Wednesday, December 19, 2007

SEORANG SOPIR TAKSI

SEORANG SOPIR TAKSI


Sebuah taksi berjalan pelan di belakangku. Begitu aku berbelok kekiri di persimpangan jalan taksi itu ikut berbelok dan terus melaju menuju ke arah mesjid. Suara azan maghrib tengah berkumandang dan terdengar lantang dari pengeras suara di kubah mesjid. Taksi itu berhenti persis di depan mesjid. Dari kejauhan kulihat sopir taksi itu keluar dari taksinya. Tangannya memegang kopiah beledru hitam. Aku yang masih beberapa puluh langkah lagi dari pagar mesjid dapat melihat sosok sopir yang kurus tinggi itu. Dalam hati aku bergumam, ‘wah, seorang sopir yang saleh rupanya, alhamdulillah.’

Waktu melihat kebarisan saf yang sudah tersusun rapi, mataku bersirobok dengan mata pengemudi taksi kurus tinggi tadi. Dia berada di saf yang pertama. Pandangan matanya tajam. Guratan wajahnya terlihat keras. Aku hanya sepintas melihatnya sebelum pandangan mataku menyapu segenap jamaah yang saat itu sudah siap memulai shalat. Kamipun shalat. Seselesai shalat, seperti biasa aku memutar dudukku menghadap serong ke belakang ke arah kanan. Kami larut di dalam kesyahduan dan keheningan zikir.

Dalam keheningan itu aku dikejutkan oleh zikirnya yang mendengus, lirih dengan bunyi lah…lah…lah… beraturan. Sepertinya dia berusaha menahan suara itu tapi tetap saja ujung lah…lah…lah… berhamburan keluar disetiap tarikan nafasnya. Matanya terpejam dan kepalanya berayun-ayun mengiringi desisan suara lirih itu. Beberapa puluh detik aku sempat memperhatikannya sebelum istighfar, memejamkan mata pula, aku mencoba menghindar darinya untuk meneruskan kesunyian zikirku. Kemudian aku tutup rangkaian zikir itu dengan shalat sunah ba’diyah.

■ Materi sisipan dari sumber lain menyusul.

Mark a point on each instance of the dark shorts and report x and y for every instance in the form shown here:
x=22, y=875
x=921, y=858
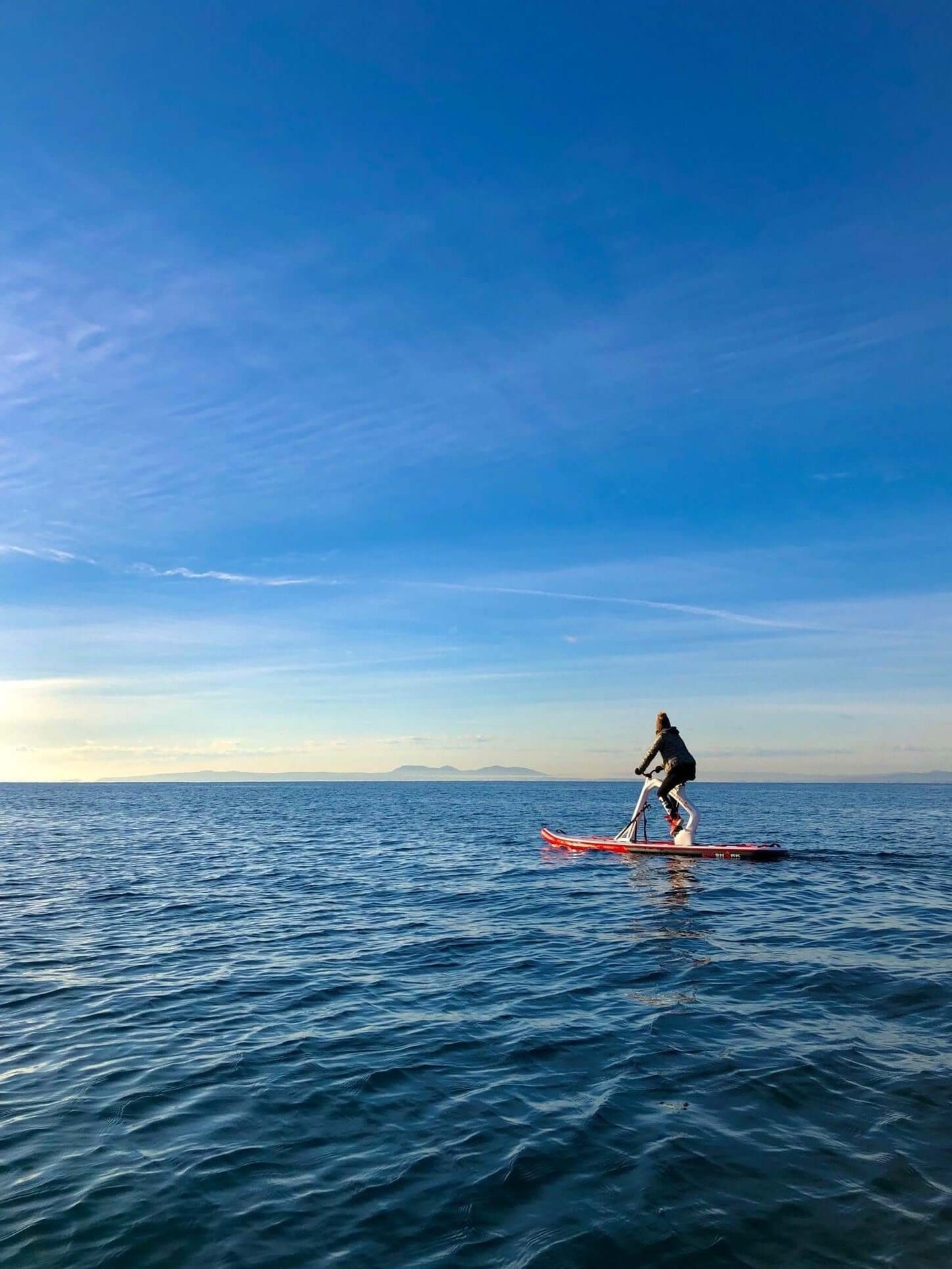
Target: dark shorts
x=679, y=774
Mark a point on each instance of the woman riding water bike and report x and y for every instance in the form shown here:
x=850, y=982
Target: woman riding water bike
x=679, y=767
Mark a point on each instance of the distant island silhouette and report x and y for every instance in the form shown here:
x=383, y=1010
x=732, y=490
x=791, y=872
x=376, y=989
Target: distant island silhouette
x=412, y=772
x=399, y=773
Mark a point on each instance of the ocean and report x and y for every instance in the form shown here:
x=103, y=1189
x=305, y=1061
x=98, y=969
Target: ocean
x=382, y=1025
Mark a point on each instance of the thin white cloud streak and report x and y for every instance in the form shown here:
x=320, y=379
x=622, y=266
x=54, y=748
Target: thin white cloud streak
x=690, y=609
x=239, y=579
x=43, y=553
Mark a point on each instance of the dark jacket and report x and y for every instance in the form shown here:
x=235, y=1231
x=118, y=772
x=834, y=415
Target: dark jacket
x=672, y=749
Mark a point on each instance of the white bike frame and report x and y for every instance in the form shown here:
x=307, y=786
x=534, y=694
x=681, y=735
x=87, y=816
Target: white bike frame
x=683, y=837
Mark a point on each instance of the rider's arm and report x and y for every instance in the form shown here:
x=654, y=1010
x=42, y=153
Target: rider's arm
x=642, y=766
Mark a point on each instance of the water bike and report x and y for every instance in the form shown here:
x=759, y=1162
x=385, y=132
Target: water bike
x=634, y=838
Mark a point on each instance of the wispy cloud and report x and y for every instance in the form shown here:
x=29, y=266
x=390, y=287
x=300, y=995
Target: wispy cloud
x=148, y=570
x=238, y=579
x=663, y=606
x=43, y=553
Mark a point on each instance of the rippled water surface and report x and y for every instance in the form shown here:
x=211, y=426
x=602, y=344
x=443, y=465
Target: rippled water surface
x=380, y=1025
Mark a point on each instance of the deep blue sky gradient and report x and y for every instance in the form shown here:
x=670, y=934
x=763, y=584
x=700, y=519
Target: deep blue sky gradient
x=489, y=327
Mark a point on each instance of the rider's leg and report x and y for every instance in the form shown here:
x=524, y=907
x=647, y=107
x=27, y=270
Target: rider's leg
x=671, y=782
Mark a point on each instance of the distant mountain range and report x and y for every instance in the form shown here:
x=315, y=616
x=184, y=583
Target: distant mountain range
x=399, y=773
x=501, y=773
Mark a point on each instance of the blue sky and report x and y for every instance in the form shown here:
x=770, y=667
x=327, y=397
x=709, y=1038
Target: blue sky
x=423, y=382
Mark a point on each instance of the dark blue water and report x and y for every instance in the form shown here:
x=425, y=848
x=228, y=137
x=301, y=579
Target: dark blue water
x=379, y=1025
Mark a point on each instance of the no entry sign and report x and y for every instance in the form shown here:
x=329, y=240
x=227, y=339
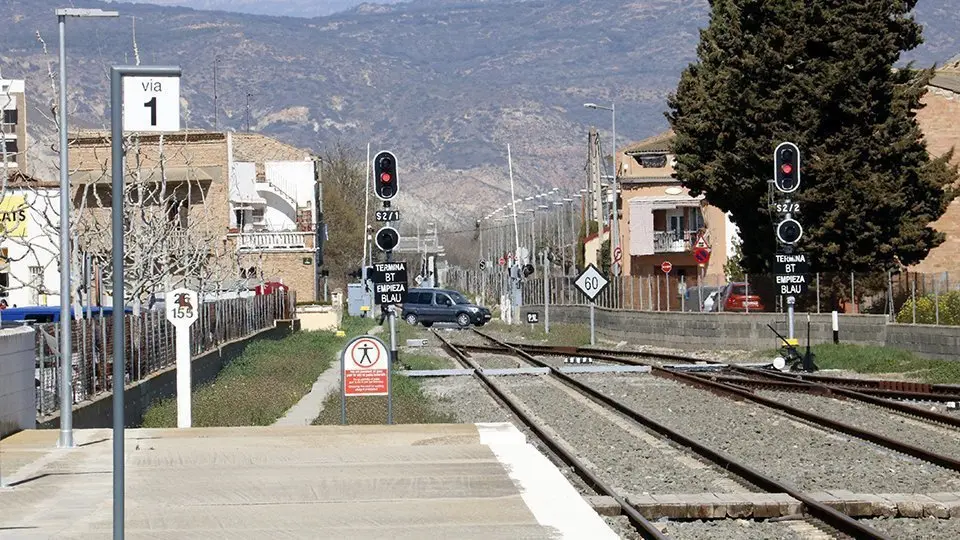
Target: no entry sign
x=366, y=363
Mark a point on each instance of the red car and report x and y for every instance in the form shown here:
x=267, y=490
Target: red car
x=735, y=298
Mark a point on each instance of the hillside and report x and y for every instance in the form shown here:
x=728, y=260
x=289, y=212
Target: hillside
x=446, y=84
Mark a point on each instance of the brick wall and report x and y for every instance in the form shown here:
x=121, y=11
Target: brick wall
x=285, y=267
x=17, y=390
x=940, y=122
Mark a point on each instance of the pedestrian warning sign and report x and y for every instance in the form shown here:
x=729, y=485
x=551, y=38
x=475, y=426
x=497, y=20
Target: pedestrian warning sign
x=365, y=367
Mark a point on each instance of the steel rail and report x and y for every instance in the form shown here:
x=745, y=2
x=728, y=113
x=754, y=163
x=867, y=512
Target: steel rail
x=644, y=527
x=838, y=520
x=860, y=396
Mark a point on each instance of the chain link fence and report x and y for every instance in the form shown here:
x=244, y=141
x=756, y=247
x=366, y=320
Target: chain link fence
x=149, y=344
x=905, y=297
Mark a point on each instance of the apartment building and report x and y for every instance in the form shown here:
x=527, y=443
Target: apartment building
x=241, y=208
x=660, y=221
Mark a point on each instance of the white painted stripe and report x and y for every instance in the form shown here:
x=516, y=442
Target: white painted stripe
x=605, y=369
x=516, y=371
x=435, y=372
x=554, y=502
x=499, y=433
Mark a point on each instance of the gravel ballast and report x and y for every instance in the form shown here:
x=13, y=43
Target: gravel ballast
x=805, y=456
x=917, y=529
x=466, y=398
x=632, y=462
x=886, y=422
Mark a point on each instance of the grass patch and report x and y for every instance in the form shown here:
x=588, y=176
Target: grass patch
x=873, y=359
x=263, y=383
x=410, y=406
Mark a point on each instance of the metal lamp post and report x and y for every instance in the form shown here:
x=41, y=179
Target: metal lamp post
x=615, y=225
x=66, y=353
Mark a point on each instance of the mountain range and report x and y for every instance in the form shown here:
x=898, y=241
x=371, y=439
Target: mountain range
x=445, y=84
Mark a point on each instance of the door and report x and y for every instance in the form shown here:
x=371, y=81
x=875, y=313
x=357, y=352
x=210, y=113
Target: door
x=676, y=227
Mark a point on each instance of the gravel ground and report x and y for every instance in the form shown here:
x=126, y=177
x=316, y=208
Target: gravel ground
x=733, y=529
x=935, y=406
x=795, y=452
x=917, y=529
x=471, y=403
x=497, y=361
x=466, y=398
x=939, y=439
x=633, y=461
x=622, y=526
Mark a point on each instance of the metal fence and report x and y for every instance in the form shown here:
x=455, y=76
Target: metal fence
x=905, y=297
x=148, y=342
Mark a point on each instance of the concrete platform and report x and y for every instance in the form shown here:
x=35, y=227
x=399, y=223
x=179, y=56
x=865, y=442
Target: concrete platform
x=409, y=481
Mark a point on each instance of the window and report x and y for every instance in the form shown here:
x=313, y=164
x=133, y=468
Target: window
x=36, y=284
x=177, y=213
x=10, y=148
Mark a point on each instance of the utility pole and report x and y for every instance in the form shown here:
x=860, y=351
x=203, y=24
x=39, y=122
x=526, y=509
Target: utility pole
x=319, y=227
x=593, y=166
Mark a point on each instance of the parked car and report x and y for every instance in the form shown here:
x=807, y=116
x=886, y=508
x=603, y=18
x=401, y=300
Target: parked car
x=734, y=298
x=428, y=306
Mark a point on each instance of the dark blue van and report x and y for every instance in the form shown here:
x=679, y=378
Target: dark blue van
x=44, y=314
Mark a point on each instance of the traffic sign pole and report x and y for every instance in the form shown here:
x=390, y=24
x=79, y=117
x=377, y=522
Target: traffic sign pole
x=593, y=335
x=182, y=307
x=121, y=119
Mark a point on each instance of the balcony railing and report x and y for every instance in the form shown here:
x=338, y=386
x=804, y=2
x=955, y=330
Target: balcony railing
x=286, y=240
x=673, y=241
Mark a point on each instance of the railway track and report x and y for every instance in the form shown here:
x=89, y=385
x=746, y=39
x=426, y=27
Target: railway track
x=881, y=393
x=839, y=521
x=644, y=527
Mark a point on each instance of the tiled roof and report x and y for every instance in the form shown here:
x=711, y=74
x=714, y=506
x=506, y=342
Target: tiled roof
x=17, y=179
x=260, y=148
x=657, y=143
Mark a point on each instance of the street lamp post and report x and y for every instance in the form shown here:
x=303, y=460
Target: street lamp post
x=615, y=225
x=66, y=353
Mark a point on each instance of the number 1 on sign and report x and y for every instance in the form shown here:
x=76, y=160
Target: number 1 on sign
x=152, y=104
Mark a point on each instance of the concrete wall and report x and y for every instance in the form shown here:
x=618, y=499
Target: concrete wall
x=749, y=331
x=138, y=397
x=942, y=342
x=18, y=407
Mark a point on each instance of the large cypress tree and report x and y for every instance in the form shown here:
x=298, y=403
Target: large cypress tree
x=818, y=73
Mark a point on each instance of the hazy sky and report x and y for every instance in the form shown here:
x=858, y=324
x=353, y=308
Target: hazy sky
x=293, y=8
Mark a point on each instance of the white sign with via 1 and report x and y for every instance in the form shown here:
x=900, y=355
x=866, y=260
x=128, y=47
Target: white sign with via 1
x=151, y=104
x=183, y=309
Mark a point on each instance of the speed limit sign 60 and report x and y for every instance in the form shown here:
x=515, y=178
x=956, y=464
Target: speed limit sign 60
x=591, y=282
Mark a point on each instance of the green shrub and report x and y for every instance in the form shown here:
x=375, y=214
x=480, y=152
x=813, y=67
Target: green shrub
x=927, y=310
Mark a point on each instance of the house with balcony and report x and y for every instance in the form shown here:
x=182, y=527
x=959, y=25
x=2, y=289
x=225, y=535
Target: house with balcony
x=242, y=204
x=661, y=221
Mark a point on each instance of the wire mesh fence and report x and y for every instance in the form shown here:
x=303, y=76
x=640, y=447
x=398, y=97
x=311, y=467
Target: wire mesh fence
x=904, y=297
x=148, y=344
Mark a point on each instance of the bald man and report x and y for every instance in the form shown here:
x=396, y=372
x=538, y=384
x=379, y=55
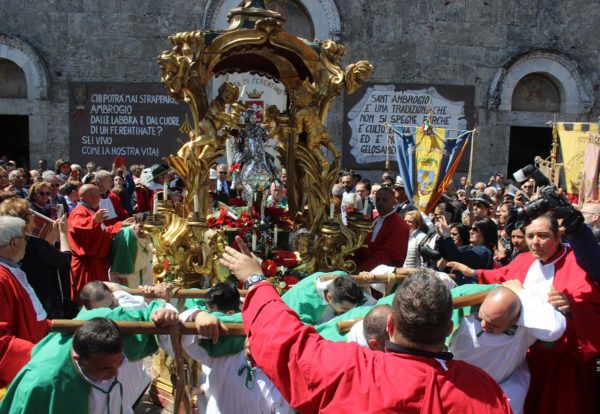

Waktu aku mengakhiri shalat dengan tolehan salam ke kiri, laki-laki sopir taksi itu sudah duduk persis di belakangku, sudah lebih dahulu selesai shalat agaknya. Diulurkannya tangannya kepadaku diiringi ucapan salam yang lengkap, ‘assalamu’alaikum warahmatullahi wabaratuh’. Akupun menjawab utuh.

‘Khusyuk benar rasanya saya shalat di sini. Mesjid apa namanya ini pak haji?’ katanya memulai percakapan.

‘Alhamdulillah kalau begitu. Mesjid Al Husna. Sampeyan sopir taksi yang di depan mesjid itu bukan?’ saya bertanya berbasa-basi.

‘Benar. Nama saya Ali Masykur. Rupanya pak haji mengenali setiap jamaah mesjid ini dan tahu kalau ada pendatang baru.’ ungkapnya dengan dialek Jawa Timur.

‘Bukan begitu. Kebetulan saya melihat taksi sampeyan berjalan perlahan di belakang saya sebelum berbelok ke arah mesjid ini tadi.’

‘Oh iya, saya ingat tadi mengikuti pak haji. Saya sedang mencari-cari dari arah mana datangnya suara azan. Begitu saya melihat menara mesjid saya langsung bergegas dan tidak ingat mengajak pak haji bersama-sama. Maafkan saya.’

‘Tidak apa-apa. Jadi tiap hari membawa taksi?’ saya coba mengalihkan pembicaraan.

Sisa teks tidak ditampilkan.